Jordan also noted the need for affordable housing, saying that communities outside of Springfield should begin to pick up their fair share to meet the demand.

Even the increasing downtown traffic can be seen as a plus, she noted, in a city where only recently one could drive the whole length of Main Street in a few minutes.

Panelists Judy Matt, president of Spirit of Springfield, Tricia Canavan, president of United Personnel, Denise Jordan, executive director of the Springfield Housing Authority, and Vanessa Otero, chief operating officer of Partners for Community.

The other panelists agreed, underscoring the need for more market-rate housing and offering some advice about how to handle the growth.

“Unless we have good market housing downtown we are not going to attract the retail,” said Matt, who organizes some of the city’s largest downtown events, including the Parade of the Big Balloons, City of Bright Nights Ball, Star Spangled Springfield, and the World’s Largest Pancake Breakfast.

Matt added, “I think the future of Springfield is in the tourism industry. We are the third largest population center for the state and we draw a lot of visitors. I see that as an opportunity for us.”

Otero said that as a resident of the downtown who also works there, she can easily see the rising tide of people and energy.

“Yes, I am seeing signs of young professionals moving downtown,” she said. “But I am also seeing young families and elderly people being pushed out of the market.”

Otero said the city must take a step back and plan for the right kind of growth, and at the right pace.

She also expressed excitement for her organization’s plans to develop the Paramount Theater and Massasoit House, on the National Register of Historic Places.

The discussion on the ‘Renaissance of Springfield’ drew a packed house and lively discussion.

For Canavan, whose business is employment recruitment and placement, jobs and qualified people to fill them are crucial to the success of the city.
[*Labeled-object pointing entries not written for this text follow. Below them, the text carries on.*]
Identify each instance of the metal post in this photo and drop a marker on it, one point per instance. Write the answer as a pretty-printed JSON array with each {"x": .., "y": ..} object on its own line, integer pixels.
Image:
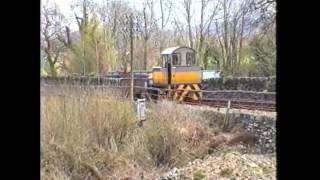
[{"x": 131, "y": 58}]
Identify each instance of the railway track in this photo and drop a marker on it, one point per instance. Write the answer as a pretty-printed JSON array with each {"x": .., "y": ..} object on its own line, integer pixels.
[
  {"x": 248, "y": 104},
  {"x": 241, "y": 104}
]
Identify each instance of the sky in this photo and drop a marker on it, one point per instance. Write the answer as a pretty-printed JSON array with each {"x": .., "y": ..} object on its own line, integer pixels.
[{"x": 64, "y": 6}]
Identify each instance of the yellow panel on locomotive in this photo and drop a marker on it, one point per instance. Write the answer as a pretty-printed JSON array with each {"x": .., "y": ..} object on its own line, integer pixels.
[{"x": 178, "y": 73}]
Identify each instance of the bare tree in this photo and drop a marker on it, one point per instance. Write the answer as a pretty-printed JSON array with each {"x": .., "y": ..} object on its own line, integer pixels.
[
  {"x": 187, "y": 7},
  {"x": 149, "y": 22},
  {"x": 50, "y": 28},
  {"x": 165, "y": 6}
]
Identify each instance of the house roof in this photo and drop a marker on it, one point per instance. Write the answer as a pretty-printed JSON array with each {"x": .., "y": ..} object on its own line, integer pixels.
[{"x": 172, "y": 50}]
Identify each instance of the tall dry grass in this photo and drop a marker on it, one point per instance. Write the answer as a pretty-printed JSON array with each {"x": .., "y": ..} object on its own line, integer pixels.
[{"x": 94, "y": 134}]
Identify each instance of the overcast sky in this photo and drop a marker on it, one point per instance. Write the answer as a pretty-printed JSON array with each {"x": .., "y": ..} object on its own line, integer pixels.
[{"x": 64, "y": 6}]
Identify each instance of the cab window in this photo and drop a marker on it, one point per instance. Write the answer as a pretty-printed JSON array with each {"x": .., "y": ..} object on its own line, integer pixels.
[
  {"x": 164, "y": 61},
  {"x": 190, "y": 59},
  {"x": 176, "y": 59}
]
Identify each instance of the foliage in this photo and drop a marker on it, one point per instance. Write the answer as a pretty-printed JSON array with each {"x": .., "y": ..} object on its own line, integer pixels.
[{"x": 236, "y": 38}]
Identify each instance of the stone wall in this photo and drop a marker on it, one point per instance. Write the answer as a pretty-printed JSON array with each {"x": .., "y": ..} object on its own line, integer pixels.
[
  {"x": 262, "y": 127},
  {"x": 241, "y": 83},
  {"x": 241, "y": 95}
]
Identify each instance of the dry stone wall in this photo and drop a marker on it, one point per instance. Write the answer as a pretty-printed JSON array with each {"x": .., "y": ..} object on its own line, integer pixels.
[{"x": 241, "y": 83}]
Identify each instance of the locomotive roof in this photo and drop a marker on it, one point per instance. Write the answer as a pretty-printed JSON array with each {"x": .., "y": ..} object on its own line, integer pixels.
[{"x": 173, "y": 49}]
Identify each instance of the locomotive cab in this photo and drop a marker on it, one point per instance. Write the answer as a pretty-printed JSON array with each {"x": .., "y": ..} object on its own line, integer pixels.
[{"x": 178, "y": 67}]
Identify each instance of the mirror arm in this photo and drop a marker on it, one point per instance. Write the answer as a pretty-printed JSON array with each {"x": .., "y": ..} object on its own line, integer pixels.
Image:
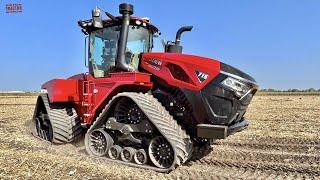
[{"x": 85, "y": 51}]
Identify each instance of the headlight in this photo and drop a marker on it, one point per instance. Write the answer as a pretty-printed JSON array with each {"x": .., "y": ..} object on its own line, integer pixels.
[{"x": 235, "y": 85}]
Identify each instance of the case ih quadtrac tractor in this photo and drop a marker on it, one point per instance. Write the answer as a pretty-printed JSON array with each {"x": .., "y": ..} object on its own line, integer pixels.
[{"x": 142, "y": 108}]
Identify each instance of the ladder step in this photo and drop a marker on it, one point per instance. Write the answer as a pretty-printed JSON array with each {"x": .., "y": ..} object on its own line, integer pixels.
[{"x": 87, "y": 115}]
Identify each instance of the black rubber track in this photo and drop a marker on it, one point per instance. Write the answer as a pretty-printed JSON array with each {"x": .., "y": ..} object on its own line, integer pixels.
[
  {"x": 162, "y": 120},
  {"x": 64, "y": 121}
]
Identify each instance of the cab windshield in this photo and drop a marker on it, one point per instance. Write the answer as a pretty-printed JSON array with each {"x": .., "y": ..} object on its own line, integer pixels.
[{"x": 103, "y": 46}]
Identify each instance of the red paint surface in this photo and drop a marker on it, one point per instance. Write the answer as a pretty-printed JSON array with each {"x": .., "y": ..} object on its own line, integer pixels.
[{"x": 90, "y": 95}]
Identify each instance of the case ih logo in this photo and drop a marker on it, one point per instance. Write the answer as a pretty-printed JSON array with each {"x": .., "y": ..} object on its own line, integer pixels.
[{"x": 13, "y": 8}]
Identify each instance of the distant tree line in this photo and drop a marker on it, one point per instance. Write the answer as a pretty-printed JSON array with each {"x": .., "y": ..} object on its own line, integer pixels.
[{"x": 291, "y": 90}]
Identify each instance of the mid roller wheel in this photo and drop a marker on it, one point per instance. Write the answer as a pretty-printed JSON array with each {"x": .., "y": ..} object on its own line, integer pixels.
[
  {"x": 161, "y": 153},
  {"x": 98, "y": 142}
]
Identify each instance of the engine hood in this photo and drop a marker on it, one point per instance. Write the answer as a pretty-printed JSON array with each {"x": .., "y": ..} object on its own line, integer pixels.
[{"x": 188, "y": 71}]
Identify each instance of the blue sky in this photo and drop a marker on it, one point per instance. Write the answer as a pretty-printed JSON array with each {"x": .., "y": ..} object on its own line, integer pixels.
[{"x": 277, "y": 42}]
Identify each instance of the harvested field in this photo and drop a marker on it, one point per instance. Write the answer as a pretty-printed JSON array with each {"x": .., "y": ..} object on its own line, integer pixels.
[{"x": 282, "y": 142}]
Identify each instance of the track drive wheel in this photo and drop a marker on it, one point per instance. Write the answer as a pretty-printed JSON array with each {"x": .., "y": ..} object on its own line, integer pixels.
[
  {"x": 98, "y": 142},
  {"x": 127, "y": 154}
]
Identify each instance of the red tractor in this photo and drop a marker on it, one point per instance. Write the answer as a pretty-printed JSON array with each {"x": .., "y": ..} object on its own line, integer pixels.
[{"x": 142, "y": 108}]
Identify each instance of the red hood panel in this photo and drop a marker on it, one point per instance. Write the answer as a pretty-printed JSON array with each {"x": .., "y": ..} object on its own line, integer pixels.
[{"x": 157, "y": 64}]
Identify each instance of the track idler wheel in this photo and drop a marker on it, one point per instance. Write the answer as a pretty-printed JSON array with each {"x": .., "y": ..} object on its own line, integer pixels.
[
  {"x": 161, "y": 153},
  {"x": 127, "y": 154},
  {"x": 140, "y": 157},
  {"x": 114, "y": 151},
  {"x": 98, "y": 142}
]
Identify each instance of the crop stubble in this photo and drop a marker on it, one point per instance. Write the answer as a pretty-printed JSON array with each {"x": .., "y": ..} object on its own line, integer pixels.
[{"x": 281, "y": 142}]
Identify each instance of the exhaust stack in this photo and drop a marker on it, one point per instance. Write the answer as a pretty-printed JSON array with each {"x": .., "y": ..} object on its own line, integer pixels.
[
  {"x": 175, "y": 47},
  {"x": 126, "y": 10}
]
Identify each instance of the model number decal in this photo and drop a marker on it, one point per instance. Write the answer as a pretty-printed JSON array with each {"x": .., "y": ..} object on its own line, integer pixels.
[{"x": 202, "y": 76}]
“I would identify ‘eds and meds’ as our best assets,” she said. We have a fabulous higher education infrastructure in Greater Springfield, and our health care systems are excellent. Manufacturing is not as noticed, but hospitality – arts and culture and entertainment – are our future. I see all of this as continuing to be strong.”

The session was moderated by Kay Simpson, president of Springfield Museums.

Simpson spoke of the arts and culture as significant drivers of people to the region, as well as to the downtown, noting that tickets to the museums have doubled since 2017, with visitors annually from every state plus 30 countries and a $21 million on the local economy.

Participants praised the success of the luncheon, which was a full house, and the lively discussion.

“It was an honor to serve on panel to discuss the Renaissance of the City of Springfield,” Jordan said.

Springfield Housing Authority Executive Director Denise Jordan was a panelist.

“As the former Chief of Staff for Mayor Sarno, it was a reflective moment for me to look back over all of the major milestones and accomplishments achieved during the Sarno Administration.  I feel honored and proud that I was able to be a part of so many great achievements for the betterment of our city during my 10-1/2 years as the Chief of Staff,” she said.

Jordan continued, “When we started, the city was in receivership, 11 years later, we are have over $4 billion in economic development. It was an awesome ride and I’m grateful to have been a part of it and can’t wait to see all of the exciting things to come.”